Houston school board may cut another $16M; teachers' jobs at risk

PERRY — A revised budget modification plan was presented to the Houston County Board of Education on Wednesday afternoon that would amount to about $16 million in spending cuts if approved.

The plan builds upon about $4 million in cuts the school board approved at its April 13 meeting, which cut 80 classified positions from its payrolls.

Presented for consideration to the board, the final budget will not be approved until June 30, said board Chairman Tom Walmer. The school system is expecting to make up to $25 million in total cuts from its budget.

Assistant superintendent for finance and business operations Stephen Thublin, who presented the revised plan, said additional cuts would include 94 certified positions, which also includes retirements and resignations, that would amount to $5.9 million in cuts, $1 million in reduced operating costs and a reduction of two more classified jobs, cutting nearly $70,000.
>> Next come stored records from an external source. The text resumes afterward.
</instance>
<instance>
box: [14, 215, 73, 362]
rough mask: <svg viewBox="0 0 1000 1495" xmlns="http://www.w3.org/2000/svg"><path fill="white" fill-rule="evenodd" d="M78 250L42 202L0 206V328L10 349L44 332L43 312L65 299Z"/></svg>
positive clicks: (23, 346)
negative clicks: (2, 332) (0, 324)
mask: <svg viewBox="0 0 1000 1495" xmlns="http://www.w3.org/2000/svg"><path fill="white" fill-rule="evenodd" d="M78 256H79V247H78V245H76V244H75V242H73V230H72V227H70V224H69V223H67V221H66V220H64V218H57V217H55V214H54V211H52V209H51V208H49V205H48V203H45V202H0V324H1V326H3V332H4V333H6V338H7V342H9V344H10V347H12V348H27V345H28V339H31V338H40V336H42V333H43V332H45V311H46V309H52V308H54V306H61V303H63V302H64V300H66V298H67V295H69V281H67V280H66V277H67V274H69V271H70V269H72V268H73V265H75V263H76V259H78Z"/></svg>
Certified positions include teachers, guidance counselors and administrators, while an example of classified positions include clerks, central office staff and nurses.

All staff would also see a work calendar reduction of between two to six days, depending on position, which would save another $4.8 million.

The measures would cut nearly 19 percent of central office staff expenses and 4 percent of school personnel expenses, Walmer noted.

The board also approved a revised school calendar for the current school year which includes six fewer staff days due to state budget cuts. In addition to eliminating a professional learning day on Jan. 19 and closing school on Feb. 12 this year, Houston County schools will now be closed May 21.

Later, the board voted on a handful of motions.

Regarding whether to replace Assistant Superintendent for School Operations Robin Hines, who was recently chosen to replace the retiring David Carpenter as superintendent, a motion failed 3-3, as board member Fred Wilson was absent from the meeting.

A motion to cut 17 staff members known as “49 percenters” also failed, 3-3. The motion referred to part-time employees working no more than 49 percent of the work week, many who have retired and are collecting benefits from the Teacher Retirement System.

In a third motion, the board decided to reconsider the status of the “49 percenters” at its May 11 meeting in a 5-1 vote, with Walmer dissenting.

“I don’t see anything changing between now and (then),” Walmer said

The meeting lasted more than two hours, primarily in executive session.

“It’s part of the process,” Carpenter said. “It’s a long process, but we just want to get it right.”